Underlining what a “great” and innovative team the charity has, Savage admits that saying goodbye to Stockdale – “a magnificent ambassador and advocate” – has meant “quite a change for the organisation”. Does she think the hiatus in replacing such a figure has lost the charity some ground?

“For the organisation, obviously, for a lot of people, they hadn’t known anybody else but David as the CEO,” Savage admits, and points out that Stockdale brought in Tinnitus UK’s ubiquitous Communications manager, Nic Wray, thirteen years ago. Wray is a strong and knowledgable consigliere to help the new CEO.

“We went through quite a change at that particular time as well in terms of restructuring and rebuilding our fundraising team, looking at where we focused in terms of our communications, but making sure also that we still had a real focus on our service delivery, because ultimately we are still here for people living with tinnitus, and we are still here to try and progress that route to find a cure, to find new management techniques, to help people to live well with the condition,” Savage continues.

The charity’s appeal this spring has centred on giving people hope that there a cure for tinnitus can be found, helping people know they can live well, says Savage. “I’m absolutely about driving forward that message and that support. We brought the team with us, you know, the team has understood we’ve had to go through some changes to prepare ourselves for the future. And let’s be fair, we’re not the only organisation that’s having to deal with an awful lot of challenges at the moment.”

 

Fundraising for tinnitus – there are no quick fixes

 

Thus committed to supporting people with tinnitus, the charity must find the readies to support itself, and to increase investment in research activity. “We are here to progress that route to research, so the big thing for me is that we look at how we raise more funds to do that. So one of the things I’ve been tasked with now by the trustees, as the new CEO, is to go away and review our current strategic plan, update it as necessary, and look at how to grow our funds,” says Savage.

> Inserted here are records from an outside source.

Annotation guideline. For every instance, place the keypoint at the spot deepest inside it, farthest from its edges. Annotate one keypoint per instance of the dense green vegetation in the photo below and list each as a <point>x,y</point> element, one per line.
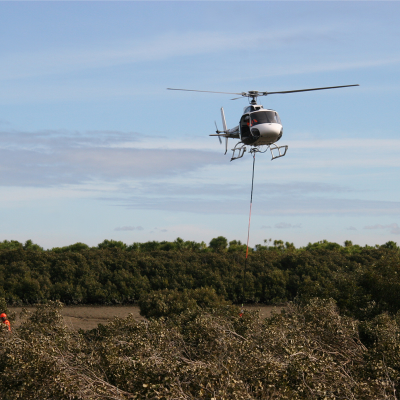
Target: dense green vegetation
<point>338,337</point>
<point>364,281</point>
<point>308,352</point>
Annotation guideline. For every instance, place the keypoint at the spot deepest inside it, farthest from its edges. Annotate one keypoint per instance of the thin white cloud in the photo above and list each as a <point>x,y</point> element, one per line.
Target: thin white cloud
<point>285,225</point>
<point>129,228</point>
<point>392,228</point>
<point>168,45</point>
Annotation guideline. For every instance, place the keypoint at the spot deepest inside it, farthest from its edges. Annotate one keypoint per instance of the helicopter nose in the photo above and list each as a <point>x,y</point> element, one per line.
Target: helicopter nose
<point>270,132</point>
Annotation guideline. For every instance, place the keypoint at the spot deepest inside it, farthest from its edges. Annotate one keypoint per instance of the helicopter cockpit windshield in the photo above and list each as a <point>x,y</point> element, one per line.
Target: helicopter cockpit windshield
<point>265,117</point>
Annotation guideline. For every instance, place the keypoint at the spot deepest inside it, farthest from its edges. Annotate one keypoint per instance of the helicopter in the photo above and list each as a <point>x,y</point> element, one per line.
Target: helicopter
<point>258,126</point>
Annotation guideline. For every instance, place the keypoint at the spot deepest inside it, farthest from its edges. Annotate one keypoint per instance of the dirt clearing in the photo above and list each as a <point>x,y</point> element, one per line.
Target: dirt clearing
<point>88,317</point>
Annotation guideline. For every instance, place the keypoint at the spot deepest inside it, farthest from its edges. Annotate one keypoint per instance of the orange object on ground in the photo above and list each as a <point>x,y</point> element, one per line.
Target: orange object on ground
<point>3,317</point>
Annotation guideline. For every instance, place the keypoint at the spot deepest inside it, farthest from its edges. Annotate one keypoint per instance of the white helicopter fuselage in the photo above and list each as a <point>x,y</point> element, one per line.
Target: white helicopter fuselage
<point>257,126</point>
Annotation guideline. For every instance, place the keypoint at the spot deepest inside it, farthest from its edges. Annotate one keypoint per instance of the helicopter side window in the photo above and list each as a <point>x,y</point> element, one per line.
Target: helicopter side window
<point>264,117</point>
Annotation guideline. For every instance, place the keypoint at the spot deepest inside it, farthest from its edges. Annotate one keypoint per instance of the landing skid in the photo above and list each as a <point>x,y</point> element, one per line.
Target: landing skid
<point>276,151</point>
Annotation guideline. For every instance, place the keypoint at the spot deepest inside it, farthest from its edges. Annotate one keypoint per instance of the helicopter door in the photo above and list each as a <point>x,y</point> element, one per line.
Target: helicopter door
<point>245,126</point>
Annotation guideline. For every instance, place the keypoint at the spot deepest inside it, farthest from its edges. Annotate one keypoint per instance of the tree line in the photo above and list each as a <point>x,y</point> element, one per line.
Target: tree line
<point>364,281</point>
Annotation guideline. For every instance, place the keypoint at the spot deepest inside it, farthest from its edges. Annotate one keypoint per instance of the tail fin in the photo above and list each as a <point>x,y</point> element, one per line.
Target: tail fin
<point>225,128</point>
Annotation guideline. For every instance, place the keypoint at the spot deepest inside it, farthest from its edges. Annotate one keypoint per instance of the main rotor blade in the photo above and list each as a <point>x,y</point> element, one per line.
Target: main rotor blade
<point>205,91</point>
<point>306,90</point>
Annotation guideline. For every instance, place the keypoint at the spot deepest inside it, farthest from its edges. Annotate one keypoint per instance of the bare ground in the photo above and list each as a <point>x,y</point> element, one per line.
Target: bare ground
<point>88,317</point>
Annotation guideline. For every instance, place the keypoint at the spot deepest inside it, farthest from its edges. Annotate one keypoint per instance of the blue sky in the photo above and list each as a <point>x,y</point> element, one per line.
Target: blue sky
<point>93,146</point>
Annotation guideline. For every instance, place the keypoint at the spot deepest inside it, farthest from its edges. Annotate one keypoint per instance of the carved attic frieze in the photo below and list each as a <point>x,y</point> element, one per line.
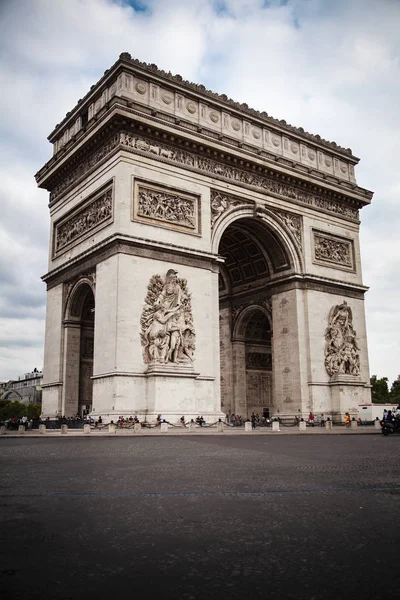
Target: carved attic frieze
<point>341,349</point>
<point>167,331</point>
<point>165,207</point>
<point>190,160</point>
<point>333,251</point>
<point>97,211</point>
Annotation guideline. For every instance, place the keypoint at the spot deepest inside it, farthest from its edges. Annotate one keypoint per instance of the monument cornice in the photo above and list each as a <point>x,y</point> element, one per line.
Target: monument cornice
<point>191,155</point>
<point>175,83</point>
<point>119,106</point>
<point>125,244</point>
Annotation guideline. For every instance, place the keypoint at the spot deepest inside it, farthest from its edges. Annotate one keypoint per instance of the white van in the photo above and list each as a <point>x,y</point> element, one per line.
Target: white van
<point>369,412</point>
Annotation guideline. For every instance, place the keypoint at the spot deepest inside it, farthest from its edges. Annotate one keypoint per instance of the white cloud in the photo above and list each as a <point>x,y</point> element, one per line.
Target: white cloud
<point>332,68</point>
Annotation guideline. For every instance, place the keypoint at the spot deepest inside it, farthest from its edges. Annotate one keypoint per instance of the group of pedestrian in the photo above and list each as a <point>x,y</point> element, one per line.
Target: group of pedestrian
<point>235,420</point>
<point>390,415</point>
<point>126,421</point>
<point>314,420</point>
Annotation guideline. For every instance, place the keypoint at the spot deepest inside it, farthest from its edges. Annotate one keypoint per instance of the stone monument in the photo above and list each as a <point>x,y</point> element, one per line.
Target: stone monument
<point>204,258</point>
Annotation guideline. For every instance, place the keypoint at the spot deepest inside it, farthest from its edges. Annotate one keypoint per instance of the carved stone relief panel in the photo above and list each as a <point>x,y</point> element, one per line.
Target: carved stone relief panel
<point>96,212</point>
<point>165,207</point>
<point>333,251</point>
<point>193,162</point>
<point>167,331</point>
<point>341,349</point>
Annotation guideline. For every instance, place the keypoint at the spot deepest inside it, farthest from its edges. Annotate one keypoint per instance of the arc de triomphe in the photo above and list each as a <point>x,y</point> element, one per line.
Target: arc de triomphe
<point>204,258</point>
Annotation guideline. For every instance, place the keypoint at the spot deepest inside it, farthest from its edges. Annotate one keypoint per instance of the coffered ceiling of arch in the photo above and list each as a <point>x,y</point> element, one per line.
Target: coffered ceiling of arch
<point>252,253</point>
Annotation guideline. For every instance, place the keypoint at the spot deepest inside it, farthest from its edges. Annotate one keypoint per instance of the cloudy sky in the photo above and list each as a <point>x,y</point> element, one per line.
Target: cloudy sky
<point>331,67</point>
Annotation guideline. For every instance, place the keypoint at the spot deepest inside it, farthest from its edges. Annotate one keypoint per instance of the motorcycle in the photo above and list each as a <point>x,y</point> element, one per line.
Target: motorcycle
<point>392,426</point>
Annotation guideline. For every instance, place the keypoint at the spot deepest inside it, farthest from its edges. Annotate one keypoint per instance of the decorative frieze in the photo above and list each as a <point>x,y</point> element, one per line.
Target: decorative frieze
<point>341,348</point>
<point>333,251</point>
<point>85,165</point>
<point>167,330</point>
<point>238,175</point>
<point>97,211</point>
<point>194,162</point>
<point>165,207</point>
<point>259,360</point>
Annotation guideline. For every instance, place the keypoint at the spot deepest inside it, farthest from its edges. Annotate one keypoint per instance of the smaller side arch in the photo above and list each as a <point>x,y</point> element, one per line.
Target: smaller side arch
<point>239,327</point>
<point>76,298</point>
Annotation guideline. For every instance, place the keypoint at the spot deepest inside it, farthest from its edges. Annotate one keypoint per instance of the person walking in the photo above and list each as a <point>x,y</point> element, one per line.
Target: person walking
<point>253,420</point>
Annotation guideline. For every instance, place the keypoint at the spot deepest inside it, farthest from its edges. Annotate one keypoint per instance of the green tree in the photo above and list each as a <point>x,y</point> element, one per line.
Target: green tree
<point>10,409</point>
<point>380,390</point>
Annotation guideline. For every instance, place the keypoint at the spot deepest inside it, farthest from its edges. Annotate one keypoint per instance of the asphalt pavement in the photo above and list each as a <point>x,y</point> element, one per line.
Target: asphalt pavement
<point>193,517</point>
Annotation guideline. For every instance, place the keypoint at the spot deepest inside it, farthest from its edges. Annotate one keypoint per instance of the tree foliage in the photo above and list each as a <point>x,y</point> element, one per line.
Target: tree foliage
<point>380,390</point>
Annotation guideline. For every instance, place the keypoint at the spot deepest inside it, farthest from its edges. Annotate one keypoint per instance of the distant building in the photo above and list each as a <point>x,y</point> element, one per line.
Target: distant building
<point>27,388</point>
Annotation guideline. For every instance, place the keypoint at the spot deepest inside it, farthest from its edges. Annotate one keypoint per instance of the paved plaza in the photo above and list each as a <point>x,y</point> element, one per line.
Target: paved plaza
<point>195,517</point>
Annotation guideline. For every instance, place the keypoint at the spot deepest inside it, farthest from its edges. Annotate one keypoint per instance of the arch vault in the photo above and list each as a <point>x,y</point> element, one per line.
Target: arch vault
<point>204,258</point>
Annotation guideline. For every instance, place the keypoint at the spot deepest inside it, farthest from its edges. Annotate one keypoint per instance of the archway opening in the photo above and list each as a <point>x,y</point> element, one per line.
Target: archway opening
<point>78,392</point>
<point>254,256</point>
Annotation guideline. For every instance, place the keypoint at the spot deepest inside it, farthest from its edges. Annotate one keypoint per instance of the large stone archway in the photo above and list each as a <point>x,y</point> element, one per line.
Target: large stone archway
<point>260,258</point>
<point>217,237</point>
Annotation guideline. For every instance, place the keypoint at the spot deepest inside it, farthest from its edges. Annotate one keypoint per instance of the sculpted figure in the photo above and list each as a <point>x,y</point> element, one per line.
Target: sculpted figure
<point>341,349</point>
<point>168,335</point>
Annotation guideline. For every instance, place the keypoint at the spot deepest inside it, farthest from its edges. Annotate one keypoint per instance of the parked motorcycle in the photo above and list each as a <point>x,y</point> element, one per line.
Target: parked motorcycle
<point>392,426</point>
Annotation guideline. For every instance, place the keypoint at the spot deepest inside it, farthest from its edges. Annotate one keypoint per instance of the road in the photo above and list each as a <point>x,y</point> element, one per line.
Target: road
<point>200,517</point>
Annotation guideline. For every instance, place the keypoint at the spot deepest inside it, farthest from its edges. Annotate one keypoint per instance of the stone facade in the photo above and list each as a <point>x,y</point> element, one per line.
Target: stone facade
<point>202,258</point>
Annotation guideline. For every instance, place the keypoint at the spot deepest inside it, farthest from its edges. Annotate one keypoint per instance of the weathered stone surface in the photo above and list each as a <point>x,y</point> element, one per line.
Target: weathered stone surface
<point>201,263</point>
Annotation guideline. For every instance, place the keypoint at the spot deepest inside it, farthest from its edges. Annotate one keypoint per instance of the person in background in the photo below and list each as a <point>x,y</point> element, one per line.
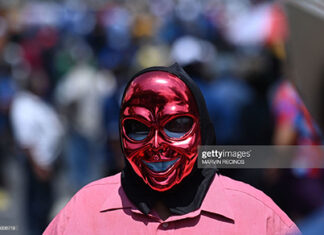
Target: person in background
<point>163,120</point>
<point>38,132</point>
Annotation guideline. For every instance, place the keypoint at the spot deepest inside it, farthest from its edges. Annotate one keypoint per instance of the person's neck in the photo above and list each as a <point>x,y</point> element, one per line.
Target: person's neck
<point>162,210</point>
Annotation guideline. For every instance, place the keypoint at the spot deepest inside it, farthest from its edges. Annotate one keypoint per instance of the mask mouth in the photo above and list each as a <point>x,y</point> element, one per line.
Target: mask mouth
<point>160,166</point>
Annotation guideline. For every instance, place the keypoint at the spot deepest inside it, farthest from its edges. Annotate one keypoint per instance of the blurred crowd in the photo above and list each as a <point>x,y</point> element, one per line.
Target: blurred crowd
<point>64,64</point>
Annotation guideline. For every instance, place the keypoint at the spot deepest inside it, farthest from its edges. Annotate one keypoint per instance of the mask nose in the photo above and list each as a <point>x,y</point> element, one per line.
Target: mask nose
<point>157,142</point>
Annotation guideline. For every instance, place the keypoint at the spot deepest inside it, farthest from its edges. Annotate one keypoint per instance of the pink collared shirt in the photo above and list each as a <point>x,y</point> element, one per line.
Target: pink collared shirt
<point>230,207</point>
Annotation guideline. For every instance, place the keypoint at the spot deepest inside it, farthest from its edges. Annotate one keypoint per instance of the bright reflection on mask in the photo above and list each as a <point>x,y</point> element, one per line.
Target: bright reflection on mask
<point>160,129</point>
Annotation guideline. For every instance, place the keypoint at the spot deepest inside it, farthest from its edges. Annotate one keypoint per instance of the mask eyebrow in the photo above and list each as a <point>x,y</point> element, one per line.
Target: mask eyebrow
<point>140,112</point>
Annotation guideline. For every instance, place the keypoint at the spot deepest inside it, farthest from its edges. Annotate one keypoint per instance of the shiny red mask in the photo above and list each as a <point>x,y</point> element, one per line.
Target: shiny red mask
<point>160,129</point>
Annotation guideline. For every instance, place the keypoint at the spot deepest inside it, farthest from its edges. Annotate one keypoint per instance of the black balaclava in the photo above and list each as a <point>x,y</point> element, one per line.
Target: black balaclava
<point>188,195</point>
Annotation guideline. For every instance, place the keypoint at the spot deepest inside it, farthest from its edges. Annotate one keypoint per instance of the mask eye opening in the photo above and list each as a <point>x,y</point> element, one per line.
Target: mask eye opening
<point>135,130</point>
<point>179,127</point>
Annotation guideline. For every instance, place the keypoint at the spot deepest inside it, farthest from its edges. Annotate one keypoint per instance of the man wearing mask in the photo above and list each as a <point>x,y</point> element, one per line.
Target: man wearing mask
<point>163,120</point>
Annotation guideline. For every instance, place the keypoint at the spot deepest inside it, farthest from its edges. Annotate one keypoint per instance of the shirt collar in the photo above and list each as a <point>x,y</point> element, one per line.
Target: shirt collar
<point>116,199</point>
<point>216,200</point>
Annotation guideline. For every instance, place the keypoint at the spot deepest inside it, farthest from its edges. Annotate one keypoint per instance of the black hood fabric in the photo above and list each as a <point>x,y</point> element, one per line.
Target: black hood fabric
<point>188,195</point>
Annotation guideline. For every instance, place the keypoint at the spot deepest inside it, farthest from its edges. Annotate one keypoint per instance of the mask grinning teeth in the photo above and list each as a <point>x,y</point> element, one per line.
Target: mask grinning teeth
<point>160,166</point>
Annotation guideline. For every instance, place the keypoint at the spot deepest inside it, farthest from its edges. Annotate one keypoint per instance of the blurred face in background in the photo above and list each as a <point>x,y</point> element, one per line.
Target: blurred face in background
<point>160,129</point>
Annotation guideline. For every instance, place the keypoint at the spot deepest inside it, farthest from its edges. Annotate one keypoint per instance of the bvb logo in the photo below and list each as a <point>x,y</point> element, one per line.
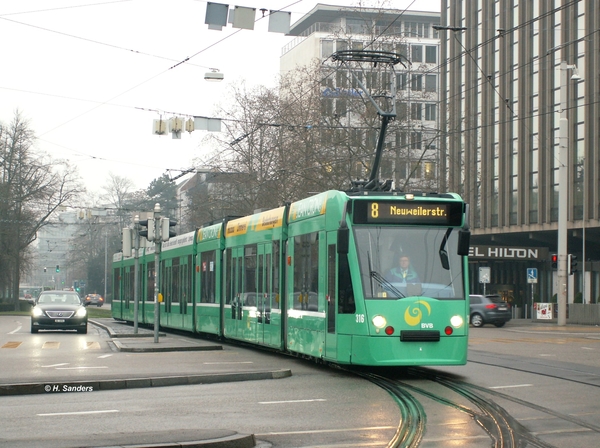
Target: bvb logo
<point>413,314</point>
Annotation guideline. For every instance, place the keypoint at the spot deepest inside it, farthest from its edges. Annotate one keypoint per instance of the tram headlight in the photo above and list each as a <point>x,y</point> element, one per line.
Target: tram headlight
<point>457,321</point>
<point>379,321</point>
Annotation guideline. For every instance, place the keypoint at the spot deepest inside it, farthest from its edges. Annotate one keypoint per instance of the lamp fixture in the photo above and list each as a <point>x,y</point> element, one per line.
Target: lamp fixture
<point>214,75</point>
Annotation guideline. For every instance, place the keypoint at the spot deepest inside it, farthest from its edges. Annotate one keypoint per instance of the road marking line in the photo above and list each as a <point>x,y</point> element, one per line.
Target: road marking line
<point>291,401</point>
<point>326,431</point>
<point>78,413</point>
<point>513,385</point>
<point>225,362</point>
<point>75,368</point>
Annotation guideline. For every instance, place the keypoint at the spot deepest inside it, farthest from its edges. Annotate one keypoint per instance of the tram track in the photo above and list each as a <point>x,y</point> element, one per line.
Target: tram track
<point>503,429</point>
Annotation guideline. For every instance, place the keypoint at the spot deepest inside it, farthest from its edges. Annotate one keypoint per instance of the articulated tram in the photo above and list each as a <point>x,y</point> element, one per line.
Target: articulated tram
<point>313,279</point>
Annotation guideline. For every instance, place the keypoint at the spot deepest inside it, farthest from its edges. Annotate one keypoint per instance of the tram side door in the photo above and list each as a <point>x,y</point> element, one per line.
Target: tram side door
<point>264,293</point>
<point>331,296</point>
<point>234,324</point>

Climbing that hill is tough for most charities, large or small, the new leader points out, acknowledging that Tinnitus UK operates in a smaller space to groups such as the Royal National Institute for Deaf People (RNID). Nevertheless, all charities have been hit by the pandemic, which dramatically slowed down grants of probate and distribution of estates.

Many charities depend on legacies for as much as seventy percent of their income. “That’s huge,” Savage exclaims. “For all those people, it’s a challenge to balance those books for that money to come through, but it’s also a challenge to try and diversify some of that income generation, to be able to look at other opportunities, to be able to grow and supplement your income in other ways.”

Tinnitus UK’s recent consultations with the RNID revealed common ground between the groups on a widening of scope of income routes. “For ourselves, we need to look at making sure that all the avenues that we’re looking for to raise funds are operating and working as well as they possibly can. And all those things take time, you know, there’s no quick fix to these situations.”

And the need for funding means maintaining current relationships and establishing new ones, a challenge for a new CEO. Does she now have to run around, introducing herself, repeating the charity’s values and goals? “You absolutely do! Thankfully, you know, David [Stockdale] left a strong heritage for me, and he’s been very kind in allowing me to use his name sometimes, which obviously makes a difference. But also Nic [Wray] has a very strong reputation in the field so, again, Nic has also been very supportive and helpful in paving the way for me to introduce myself and make some relationships, giving me context to situations for me to be able to step in and have a conversation.”

 

Major research goal: a Tinnitus Biobank

 

With its identity and values clear, Savage and her team can focus on the research tasks ahead, perhaps the most important long-term project being the creation of a Tinnitus Biobank. Savage explained that the idea has been discussed for long enough for action to replace words: “We can’t just keep having conversations, so the [Tinnitus UK] trustees made a decision to invest in a feasibility study, as to whether we could potentially put together a Tinnitus Biobank in the way that we had envisaged, and we have now partnered with the University of Manchester to deliver a feasibility study on our behalf.”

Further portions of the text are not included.